How do the coefficients $lambda$ and $1- lambda$ satisfy the convexity of $f$?

The idea is that the value of $f$ at a point between $x_1$ and $x_2$ is less (or equal) than the value at the same point for the line segment between $f(x_1)$ and $f(x_2)$.

(credit Wikipedia)

The expression $lambda x_1+(1-lambda)x_2$ is just a parametrization for all the points between $x_1$ and $x_2$ on $x$ axis and $lambda f(x_1)+(1-lambda)f(x_2)$ is the corresponding parametrization for the line segment between $f(x_1)$ and $f(x_2)$.

The concept can be generalized for more points by Jensen's inequality.

The right hand side is a parameterisation of the straight line between $f(x_1)$ and $f(x_2)$. The left hand side is the point on the function with the same $x$-value as the point on the straight line on the right hand side. So this says that the straight line between any two points lies entirely above the function. Equivalently, it says that ${(x,y)|y geq f(x)}$ is a convex set, in the usual sense.

The intuition is that when a function is "really" convex, for each two points $(x_,f(x))$ and $(y,f(y))$ the corresponding connecting line segment lies above the function between those two points which is a direct intuition of convexity . $0<lambda<1$ means in fact the interior of the interval between the two points.

You can see a convex function as "always turning left", so that it cannot meet a straight line more than twice.

Your equation describes the curve and a chord between two points, and expresses that they do not intersect.

N.B. I have posted a copy of this answer for the question Definition of convexity, which is essentially the same, though the answer given did not cover the background as I do here.

The idea of convexity is is applicable in the first place to shapes or their surfaces and means bulging with no dents. This concept can be applied when the shape is a set of points in a space for which we can define a “dent”; Euclidean spaces will do. It can also apply to part of the surface with no dents.

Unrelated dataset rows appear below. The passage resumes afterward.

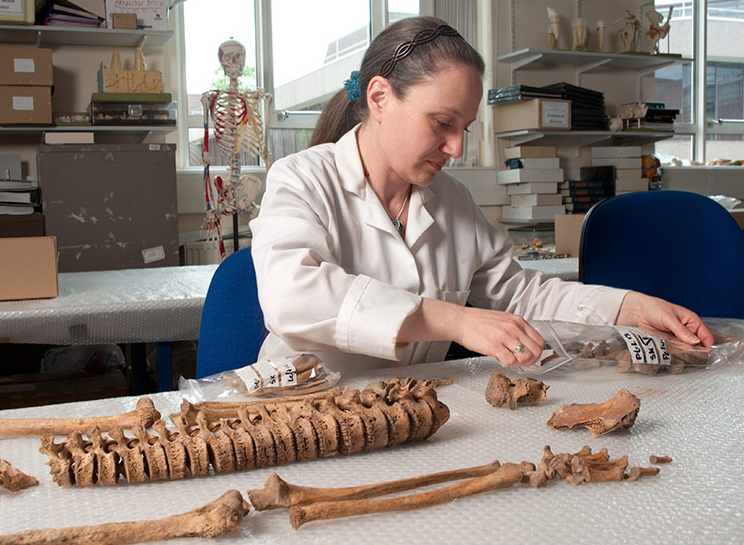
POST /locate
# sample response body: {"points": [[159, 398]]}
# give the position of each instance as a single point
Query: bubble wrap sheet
{"points": [[133, 305], [566, 268], [696, 418]]}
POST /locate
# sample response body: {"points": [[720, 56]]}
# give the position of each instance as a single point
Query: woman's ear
{"points": [[378, 92]]}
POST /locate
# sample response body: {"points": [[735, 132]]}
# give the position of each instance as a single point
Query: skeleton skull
{"points": [[232, 58]]}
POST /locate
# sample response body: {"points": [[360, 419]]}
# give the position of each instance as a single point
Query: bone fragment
{"points": [[599, 418], [659, 459], [143, 415], [216, 518], [522, 391], [504, 477], [14, 480], [278, 493]]}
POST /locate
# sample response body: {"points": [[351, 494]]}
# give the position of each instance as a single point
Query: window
{"points": [[710, 124], [303, 58]]}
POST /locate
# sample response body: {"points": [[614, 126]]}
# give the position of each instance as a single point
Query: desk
{"points": [[139, 306], [129, 306], [694, 417]]}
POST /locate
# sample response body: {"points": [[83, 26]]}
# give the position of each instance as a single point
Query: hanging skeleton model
{"points": [[239, 126]]}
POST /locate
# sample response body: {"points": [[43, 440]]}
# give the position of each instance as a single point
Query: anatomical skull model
{"points": [[238, 126]]}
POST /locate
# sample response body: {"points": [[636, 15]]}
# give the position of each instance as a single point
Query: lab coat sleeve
{"points": [[307, 298], [501, 283]]}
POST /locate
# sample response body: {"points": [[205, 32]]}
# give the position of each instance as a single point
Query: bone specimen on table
{"points": [[144, 414], [216, 518], [251, 435], [14, 480], [599, 418], [521, 391], [307, 504]]}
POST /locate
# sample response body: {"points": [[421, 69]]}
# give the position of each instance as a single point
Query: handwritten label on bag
{"points": [[644, 348]]}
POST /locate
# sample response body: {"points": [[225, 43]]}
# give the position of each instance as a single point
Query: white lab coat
{"points": [[336, 279]]}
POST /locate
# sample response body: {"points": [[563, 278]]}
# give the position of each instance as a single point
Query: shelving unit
{"points": [[590, 61], [41, 35]]}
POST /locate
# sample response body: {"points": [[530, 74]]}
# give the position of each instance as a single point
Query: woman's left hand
{"points": [[654, 314]]}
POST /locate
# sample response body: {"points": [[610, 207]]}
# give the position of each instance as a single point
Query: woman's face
{"points": [[421, 132]]}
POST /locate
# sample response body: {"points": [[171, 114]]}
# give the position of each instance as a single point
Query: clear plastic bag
{"points": [[581, 346], [278, 377]]}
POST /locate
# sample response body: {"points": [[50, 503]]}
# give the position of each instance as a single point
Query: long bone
{"points": [[503, 477], [216, 518], [144, 414], [278, 493]]}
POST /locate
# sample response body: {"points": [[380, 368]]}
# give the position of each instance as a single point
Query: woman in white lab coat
{"points": [[366, 252]]}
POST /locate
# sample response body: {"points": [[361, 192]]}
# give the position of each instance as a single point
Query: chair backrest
{"points": [[680, 246], [232, 326]]}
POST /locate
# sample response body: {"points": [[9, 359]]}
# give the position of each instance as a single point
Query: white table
{"points": [[694, 417], [130, 306]]}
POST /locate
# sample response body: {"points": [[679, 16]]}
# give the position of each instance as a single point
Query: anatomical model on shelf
{"points": [[554, 30], [239, 126], [581, 39], [658, 29], [629, 34], [139, 79]]}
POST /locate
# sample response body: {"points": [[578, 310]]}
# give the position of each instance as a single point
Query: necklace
{"points": [[396, 222]]}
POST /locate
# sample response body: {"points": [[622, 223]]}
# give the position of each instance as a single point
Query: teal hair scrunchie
{"points": [[353, 92]]}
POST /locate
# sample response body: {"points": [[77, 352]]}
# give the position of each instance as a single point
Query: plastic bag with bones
{"points": [[238, 126]]}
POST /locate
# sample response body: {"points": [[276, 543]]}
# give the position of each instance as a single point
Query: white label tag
{"points": [[646, 349], [250, 378], [13, 7], [27, 66], [153, 254], [24, 104], [555, 114]]}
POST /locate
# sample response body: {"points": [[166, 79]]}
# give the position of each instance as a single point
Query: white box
{"points": [[537, 199], [151, 14], [520, 175], [617, 162], [616, 151], [532, 187], [531, 213]]}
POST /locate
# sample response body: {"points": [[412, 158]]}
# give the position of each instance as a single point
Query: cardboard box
{"points": [[568, 233], [151, 14], [738, 216], [25, 65], [25, 105], [28, 268], [538, 113]]}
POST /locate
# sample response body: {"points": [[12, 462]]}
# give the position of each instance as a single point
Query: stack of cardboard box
{"points": [[25, 85], [531, 181]]}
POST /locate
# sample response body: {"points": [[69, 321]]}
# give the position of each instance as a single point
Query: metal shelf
{"points": [[583, 138], [589, 61], [42, 35]]}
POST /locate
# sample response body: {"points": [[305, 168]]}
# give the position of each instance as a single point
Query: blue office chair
{"points": [[232, 326], [680, 246]]}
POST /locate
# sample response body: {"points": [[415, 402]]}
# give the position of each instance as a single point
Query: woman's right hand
{"points": [[506, 337]]}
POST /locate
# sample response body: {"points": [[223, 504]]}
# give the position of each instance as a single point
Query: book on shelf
{"points": [[532, 187], [520, 152], [534, 163], [531, 213], [519, 175], [69, 137], [537, 199]]}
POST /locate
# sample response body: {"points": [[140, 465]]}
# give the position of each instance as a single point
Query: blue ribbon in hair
{"points": [[353, 92]]}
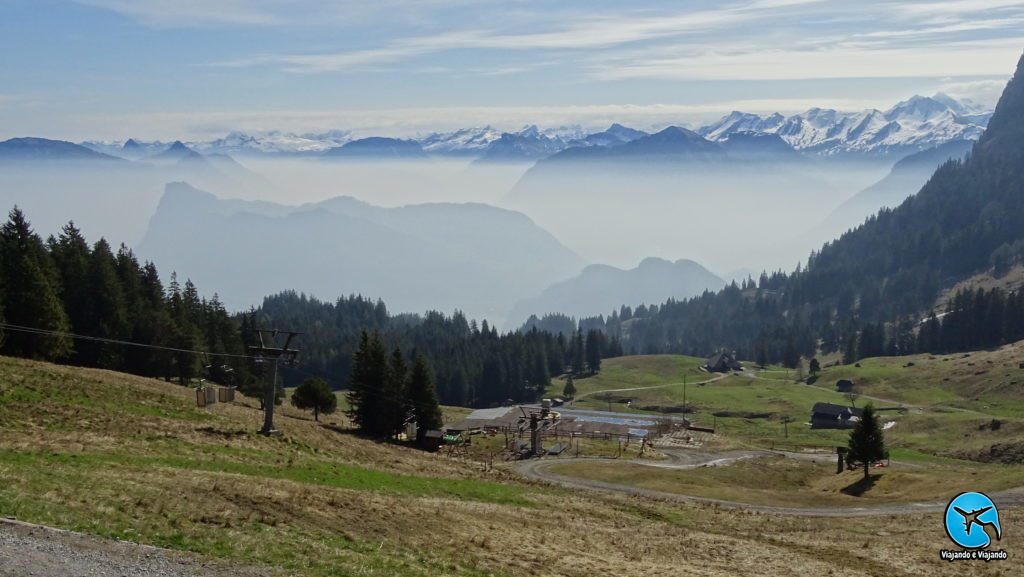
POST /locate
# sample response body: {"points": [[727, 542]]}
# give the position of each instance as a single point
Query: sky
{"points": [[199, 69]]}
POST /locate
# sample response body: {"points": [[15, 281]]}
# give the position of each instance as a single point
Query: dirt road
{"points": [[540, 469], [33, 550]]}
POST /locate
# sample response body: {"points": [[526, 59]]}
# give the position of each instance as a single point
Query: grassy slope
{"points": [[128, 457], [788, 482], [954, 397]]}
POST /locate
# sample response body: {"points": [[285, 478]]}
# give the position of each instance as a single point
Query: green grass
{"points": [[303, 470], [987, 381], [750, 411], [629, 372], [788, 482]]}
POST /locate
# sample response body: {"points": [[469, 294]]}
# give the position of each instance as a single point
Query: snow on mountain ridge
{"points": [[918, 123]]}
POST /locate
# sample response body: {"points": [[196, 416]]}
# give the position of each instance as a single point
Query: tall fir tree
{"points": [[866, 441], [31, 295], [423, 398], [394, 403], [595, 349], [370, 367], [71, 255], [104, 315]]}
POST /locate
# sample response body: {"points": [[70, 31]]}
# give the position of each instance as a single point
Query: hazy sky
{"points": [[196, 69]]}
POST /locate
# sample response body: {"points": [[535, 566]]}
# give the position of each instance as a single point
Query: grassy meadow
{"points": [[134, 458]]}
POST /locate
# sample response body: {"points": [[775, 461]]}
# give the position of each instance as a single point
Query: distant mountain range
{"points": [[473, 257], [915, 124], [905, 178], [600, 289], [55, 181], [912, 125]]}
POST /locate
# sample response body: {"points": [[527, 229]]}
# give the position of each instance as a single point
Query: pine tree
{"points": [[579, 354], [595, 349], [394, 403], [423, 399], [866, 441], [366, 382], [31, 293], [104, 315], [314, 394], [71, 255], [569, 389]]}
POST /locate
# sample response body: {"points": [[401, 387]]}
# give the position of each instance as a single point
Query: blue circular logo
{"points": [[972, 521]]}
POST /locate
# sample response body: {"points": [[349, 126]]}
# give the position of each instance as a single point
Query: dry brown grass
{"points": [[134, 475]]}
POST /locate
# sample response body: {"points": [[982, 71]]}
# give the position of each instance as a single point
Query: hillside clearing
{"points": [[120, 456]]}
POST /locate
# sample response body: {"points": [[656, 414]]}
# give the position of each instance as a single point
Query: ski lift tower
{"points": [[266, 355]]}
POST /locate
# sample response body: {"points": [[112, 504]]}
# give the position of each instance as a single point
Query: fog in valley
{"points": [[725, 216]]}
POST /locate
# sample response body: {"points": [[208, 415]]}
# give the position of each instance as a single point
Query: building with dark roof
{"points": [[722, 363], [826, 415]]}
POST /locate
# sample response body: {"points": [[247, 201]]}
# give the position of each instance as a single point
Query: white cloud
{"points": [[170, 13], [407, 122], [594, 32], [844, 59]]}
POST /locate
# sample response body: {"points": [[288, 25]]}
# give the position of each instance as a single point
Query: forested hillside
{"points": [[65, 300], [474, 364]]}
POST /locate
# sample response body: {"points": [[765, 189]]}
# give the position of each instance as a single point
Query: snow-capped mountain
{"points": [[464, 141], [275, 141], [527, 145], [914, 124]]}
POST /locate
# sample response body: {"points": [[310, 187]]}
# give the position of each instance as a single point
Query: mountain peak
{"points": [[1005, 134]]}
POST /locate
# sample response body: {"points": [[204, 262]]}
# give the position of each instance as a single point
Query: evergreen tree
{"points": [[569, 390], [814, 367], [791, 357], [71, 256], [423, 399], [595, 346], [104, 315], [866, 442], [31, 294], [314, 394], [394, 403], [367, 383], [579, 354]]}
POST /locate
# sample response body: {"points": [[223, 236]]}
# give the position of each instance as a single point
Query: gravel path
{"points": [[33, 550], [540, 469]]}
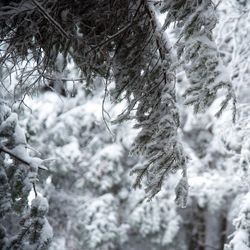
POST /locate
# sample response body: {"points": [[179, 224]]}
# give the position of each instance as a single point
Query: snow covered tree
{"points": [[124, 41], [18, 177]]}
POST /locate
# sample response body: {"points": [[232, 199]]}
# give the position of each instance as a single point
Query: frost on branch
{"points": [[36, 233], [18, 174], [146, 80], [198, 54]]}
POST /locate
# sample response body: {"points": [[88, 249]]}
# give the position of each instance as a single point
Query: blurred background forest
{"points": [[92, 204]]}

We can think of a dent as a place where you can draw a straight line segment joining two points in the set but leaving the set somewhere along that segment. If the set is “well-behaved” and has a surface, such a segment leaves the set at some point and re-enters it another, there is a subsegment joining points on the surface. In this case, we may define convex by saying all points on such segments lie in the set.

Derived from that, a function is described as convex when the set of points above (or maybe below) of its graph is convex. Note that a function may be convex upwards or downwards, with the unqualified form meaning “convex downwards”. Further, as in your case, we call a function convex on an interval if the set of points above the graph with $x$ in that interval is convex.

The formulation with $λ$ and $1-λ$ formalises the above definition for the case of a function, that all points on a segment between points on the graph lie in the set: one side gives the value of the function $λ$ of the way along $[x_1,x_2]$, the other, the point that far along the segment joining two points on the line; the inequality says the point on the segment is above the graph, i.e. in the set.